Friday, July 16, 2010

The Bridegrooms


I really enjoyed Stealing Home by Allison Pittman so I was excited when The Bridegrooms became available. I recently returned from vacation in Austria and before planning on a trip to a largely German-speaking land, I wanted to make sure I took enough English language books to keep me occupied on long train trips and in my hotels at night after exhausting days of sightseeing. Was I EVER right in bringing The Bridegrooms.

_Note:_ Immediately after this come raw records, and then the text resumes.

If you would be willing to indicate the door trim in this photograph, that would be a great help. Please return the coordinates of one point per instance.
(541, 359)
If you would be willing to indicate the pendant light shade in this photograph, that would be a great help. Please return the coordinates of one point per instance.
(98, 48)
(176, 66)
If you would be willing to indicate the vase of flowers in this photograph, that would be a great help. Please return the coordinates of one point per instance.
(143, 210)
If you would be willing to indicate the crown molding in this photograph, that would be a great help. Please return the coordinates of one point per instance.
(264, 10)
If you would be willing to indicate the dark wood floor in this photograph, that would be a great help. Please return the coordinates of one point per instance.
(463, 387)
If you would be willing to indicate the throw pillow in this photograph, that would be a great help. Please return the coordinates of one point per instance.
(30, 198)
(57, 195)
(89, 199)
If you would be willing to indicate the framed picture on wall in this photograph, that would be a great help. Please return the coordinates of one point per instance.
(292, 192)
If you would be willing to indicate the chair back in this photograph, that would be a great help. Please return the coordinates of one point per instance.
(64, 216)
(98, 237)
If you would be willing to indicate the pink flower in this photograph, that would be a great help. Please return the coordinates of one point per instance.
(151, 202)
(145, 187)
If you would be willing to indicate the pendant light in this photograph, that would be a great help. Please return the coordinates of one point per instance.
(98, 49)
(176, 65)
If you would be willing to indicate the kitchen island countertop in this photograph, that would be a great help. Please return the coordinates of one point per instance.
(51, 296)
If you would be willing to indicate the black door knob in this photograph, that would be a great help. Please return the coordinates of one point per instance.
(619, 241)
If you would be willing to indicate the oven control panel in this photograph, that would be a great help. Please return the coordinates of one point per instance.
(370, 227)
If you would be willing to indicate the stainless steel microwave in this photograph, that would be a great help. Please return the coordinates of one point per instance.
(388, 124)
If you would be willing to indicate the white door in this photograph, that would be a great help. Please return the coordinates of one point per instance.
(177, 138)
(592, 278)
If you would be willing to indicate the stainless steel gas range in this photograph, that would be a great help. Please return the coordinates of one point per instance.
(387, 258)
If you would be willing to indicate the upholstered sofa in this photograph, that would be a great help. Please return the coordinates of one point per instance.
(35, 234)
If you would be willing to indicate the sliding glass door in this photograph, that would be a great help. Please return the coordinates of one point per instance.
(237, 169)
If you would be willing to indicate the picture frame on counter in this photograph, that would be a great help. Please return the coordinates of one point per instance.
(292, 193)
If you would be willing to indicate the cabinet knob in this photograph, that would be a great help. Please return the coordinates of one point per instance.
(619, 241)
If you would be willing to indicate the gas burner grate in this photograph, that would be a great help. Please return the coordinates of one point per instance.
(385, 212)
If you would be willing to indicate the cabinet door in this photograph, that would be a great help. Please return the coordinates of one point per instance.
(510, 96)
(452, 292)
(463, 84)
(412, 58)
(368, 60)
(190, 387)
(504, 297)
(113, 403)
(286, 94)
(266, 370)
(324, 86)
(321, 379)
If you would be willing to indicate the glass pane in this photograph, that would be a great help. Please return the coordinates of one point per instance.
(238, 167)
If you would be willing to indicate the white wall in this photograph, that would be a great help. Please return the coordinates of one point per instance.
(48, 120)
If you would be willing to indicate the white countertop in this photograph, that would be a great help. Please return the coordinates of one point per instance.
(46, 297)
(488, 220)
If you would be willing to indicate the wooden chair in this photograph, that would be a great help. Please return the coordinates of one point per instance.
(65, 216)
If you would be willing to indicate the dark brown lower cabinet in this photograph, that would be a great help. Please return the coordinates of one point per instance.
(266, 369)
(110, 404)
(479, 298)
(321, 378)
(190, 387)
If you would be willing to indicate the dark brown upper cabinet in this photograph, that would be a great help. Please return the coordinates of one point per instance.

I love Americana!: the glorious and idyllic turn-of-the-century years of ice cream shoppes and peanuts, popcorn and baseball. Pittman inserts a healthy whipped-creamed dollop of nostalgia but also a sense of longing and wistfulness for an innocent time out of reach. Vada and her four sisters are startlingly different in personality and thus warrant startlingly different beaux. Not unlike Little Women, the sisters are believably rendered on page and their triumphs and travails were heartwarming! The book spans little more than a week in the life of four girls abandoned by their mother at a young age. The mystery of their mother’s disappearance and the spiriting in to town of The Bridegrooms: a raucous and rowdy baseball team are at the core of this fun and fast read. While so many authors would have planted romance blossoming from the heroine encountering an out-of-towner, Pittman chooses instead to study our concept of romance and our romantic ideals. How much romance can be found in the whirlwind of a traveling sportsman, how much romance exists in the steadfast and stalwart, if somewhat consistent, suitor from your hometown? Garrison, Vada’s patient and virtuous fiancĂ© is absolutely one of the most winning ( if quiet and steady) heroes in Christian fiction this year. This was equally as compelling as Stealing Home. Pittman OWNS this era and I am so glad she stepped up to the plate and hit it into the Christian historical field.